Ils ont dit, fous de haine et d’orgueil : « Nous allons
« Enfin fouler leur sol avec nos lourds talons !
« Notre aigle va couvrir de sa vaste envergure
« Ce clair Paris dont la beauté nous fait injure
« Et laissera tomber, de ses ailes, sur lui,
« Une ombre de stupeur, de désastre et de nuit.
« L’heure que nous guettons depuis quarante années
« Sonne au cadran d’airain des noires destinées :
« Vaincus, tendez vos mains ; vaincus, courbez vos cous
« Debout, fils d’Attila, car la France est à nous ;
« Et que, percée au cœur, on la prenne à la gorge !
« N’entends-tu pas déjà les chaînes qu’on te forge ?
« Déjà saigne ta chair et déjà dans ton sang,
« Dans le plus héroïque et le plus innocent,
« Nous avons largement lavé nos mains brutales.
« Voici crouler tes forts avec tes cathédrales
« Et le fer et le feu ravagent tes cités,
« Et bientôt passera sur tes champs dévastés
« Le galop triomphal de nos hordes guerrières,
« Et rien ne restera de toi, même les pierres ! »
Mais tandis que montait au ciel, avec fureur,
La sinistre, farouche et barbare clameur,
S’élevait, en réponse à cette voix haineuse,
La chanson d’Aisne-et-Marne au chant de Sambre-et-Meuse.

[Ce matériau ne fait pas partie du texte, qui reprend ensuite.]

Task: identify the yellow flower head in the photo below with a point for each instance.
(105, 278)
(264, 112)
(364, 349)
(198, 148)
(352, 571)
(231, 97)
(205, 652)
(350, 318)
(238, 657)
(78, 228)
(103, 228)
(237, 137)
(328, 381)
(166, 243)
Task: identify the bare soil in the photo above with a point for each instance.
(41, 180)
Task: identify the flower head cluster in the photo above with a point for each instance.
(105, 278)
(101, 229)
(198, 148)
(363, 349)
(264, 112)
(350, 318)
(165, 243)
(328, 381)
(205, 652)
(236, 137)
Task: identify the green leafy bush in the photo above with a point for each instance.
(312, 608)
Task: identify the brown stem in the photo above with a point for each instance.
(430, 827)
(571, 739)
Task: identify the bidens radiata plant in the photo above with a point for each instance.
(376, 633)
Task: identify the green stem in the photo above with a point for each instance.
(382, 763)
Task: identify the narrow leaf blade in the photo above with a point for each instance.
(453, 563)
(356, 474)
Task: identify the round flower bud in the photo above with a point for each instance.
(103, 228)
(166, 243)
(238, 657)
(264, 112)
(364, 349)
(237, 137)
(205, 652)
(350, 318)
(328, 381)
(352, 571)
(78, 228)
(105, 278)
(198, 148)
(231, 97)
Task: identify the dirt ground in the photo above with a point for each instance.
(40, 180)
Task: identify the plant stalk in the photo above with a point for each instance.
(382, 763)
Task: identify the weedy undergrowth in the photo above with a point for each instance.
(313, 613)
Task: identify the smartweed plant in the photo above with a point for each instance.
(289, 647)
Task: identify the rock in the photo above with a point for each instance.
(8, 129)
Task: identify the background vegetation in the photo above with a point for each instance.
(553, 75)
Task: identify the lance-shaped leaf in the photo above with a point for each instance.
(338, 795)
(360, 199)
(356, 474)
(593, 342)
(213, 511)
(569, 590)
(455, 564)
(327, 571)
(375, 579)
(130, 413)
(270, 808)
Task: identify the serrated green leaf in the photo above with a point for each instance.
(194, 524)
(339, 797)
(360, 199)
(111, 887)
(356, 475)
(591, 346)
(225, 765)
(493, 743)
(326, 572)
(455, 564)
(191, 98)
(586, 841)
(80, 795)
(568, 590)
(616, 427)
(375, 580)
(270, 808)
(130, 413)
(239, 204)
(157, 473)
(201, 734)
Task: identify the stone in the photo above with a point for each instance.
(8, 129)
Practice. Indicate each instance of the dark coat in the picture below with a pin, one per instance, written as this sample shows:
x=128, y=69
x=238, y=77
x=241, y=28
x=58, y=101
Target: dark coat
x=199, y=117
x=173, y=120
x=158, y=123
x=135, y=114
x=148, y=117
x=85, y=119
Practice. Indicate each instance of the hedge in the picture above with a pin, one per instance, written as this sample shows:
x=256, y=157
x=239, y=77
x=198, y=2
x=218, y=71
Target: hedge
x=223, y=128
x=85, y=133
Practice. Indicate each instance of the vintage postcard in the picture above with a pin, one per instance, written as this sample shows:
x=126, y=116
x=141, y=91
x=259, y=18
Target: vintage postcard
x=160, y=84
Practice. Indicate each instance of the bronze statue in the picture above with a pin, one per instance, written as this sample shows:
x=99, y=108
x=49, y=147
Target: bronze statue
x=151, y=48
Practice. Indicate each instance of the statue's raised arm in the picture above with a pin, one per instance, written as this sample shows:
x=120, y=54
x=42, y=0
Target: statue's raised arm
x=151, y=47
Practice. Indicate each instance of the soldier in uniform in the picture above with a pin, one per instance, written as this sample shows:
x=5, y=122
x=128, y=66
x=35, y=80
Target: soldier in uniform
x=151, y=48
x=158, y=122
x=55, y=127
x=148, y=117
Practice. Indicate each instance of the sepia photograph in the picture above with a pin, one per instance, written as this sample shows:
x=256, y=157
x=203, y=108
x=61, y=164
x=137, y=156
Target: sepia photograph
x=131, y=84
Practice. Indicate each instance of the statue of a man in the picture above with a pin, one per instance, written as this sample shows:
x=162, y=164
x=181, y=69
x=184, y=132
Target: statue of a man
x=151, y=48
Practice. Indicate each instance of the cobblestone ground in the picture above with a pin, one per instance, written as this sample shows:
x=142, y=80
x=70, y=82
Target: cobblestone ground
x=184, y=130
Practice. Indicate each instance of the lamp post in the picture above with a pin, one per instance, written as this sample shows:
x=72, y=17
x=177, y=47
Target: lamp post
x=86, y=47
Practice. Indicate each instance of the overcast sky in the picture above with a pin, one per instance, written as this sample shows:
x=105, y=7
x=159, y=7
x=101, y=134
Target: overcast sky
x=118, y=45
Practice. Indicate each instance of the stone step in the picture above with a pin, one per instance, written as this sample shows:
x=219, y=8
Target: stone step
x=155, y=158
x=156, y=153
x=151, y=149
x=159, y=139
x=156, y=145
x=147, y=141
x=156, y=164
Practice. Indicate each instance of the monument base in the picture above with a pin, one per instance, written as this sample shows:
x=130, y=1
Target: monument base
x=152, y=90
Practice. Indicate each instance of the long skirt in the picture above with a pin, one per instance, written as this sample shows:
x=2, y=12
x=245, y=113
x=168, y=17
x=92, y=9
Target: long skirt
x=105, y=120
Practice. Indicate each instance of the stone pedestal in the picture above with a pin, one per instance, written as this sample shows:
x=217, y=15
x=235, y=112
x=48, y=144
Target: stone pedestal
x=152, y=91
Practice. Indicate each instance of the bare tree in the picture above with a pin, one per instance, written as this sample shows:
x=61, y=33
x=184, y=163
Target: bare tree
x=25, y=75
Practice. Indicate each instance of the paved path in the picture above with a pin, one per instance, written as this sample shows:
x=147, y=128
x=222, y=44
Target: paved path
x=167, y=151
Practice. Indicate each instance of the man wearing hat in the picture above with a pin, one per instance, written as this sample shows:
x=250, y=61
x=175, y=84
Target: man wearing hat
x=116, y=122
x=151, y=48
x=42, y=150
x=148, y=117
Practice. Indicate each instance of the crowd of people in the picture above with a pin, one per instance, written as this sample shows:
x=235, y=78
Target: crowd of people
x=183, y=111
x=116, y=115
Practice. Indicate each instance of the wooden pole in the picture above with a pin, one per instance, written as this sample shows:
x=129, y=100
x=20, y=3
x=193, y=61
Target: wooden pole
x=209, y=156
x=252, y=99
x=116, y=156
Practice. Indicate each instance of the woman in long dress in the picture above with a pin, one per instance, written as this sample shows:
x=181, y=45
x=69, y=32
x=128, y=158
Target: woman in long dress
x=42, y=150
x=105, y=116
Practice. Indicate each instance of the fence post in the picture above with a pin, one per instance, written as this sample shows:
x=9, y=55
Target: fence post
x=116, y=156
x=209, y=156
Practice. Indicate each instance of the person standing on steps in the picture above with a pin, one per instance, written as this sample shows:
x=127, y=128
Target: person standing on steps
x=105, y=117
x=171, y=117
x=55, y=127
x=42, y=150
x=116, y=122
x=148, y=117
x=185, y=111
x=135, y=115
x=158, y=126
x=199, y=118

Salut, héros ! Et toi qu’un autre destin penche
À l’heure des combats sur cette feuille blanche,
Est-ce ta faute, hélas ! d’avoir longtemps vécu
Et d’être, lorsque l’an héroïque est venu,
Parmi ceux dont les mains tristement désarmées
Ne peuvent plus se joindre au geste des armées ?
Résigne-toi. Du sol envahi des aïeux
Se lèvent par milliers ses enfants glorieux.
Ils viennent te venger, ô France, et te défendre !
La terre où sont nos morts sera douce à leur cendre.
Leur pas sonne comme le pas des conquérants.
Admire-les. Salue au passage leurs rangs,
Toi qui restes, mêlant ton âme avec leurs âmes.
De ton ardeur éteinte ils sont les jeunes flammes,
Ceux-là qui vont mourir ou vaincre, avec orgueil !
Il est trop tard. Demeure à présent sur le seuil.
Mais au moins, que ta main sur cette page blanche
Inscrive les exploits de la grande revanche
En écoutant le bruit de gloire, à l’horizon,
Qui vient à nous avec la rumeur du canon,
Et que ton sang réponde en ta veine vieillie
À chaque battement du cœur de la Patrie !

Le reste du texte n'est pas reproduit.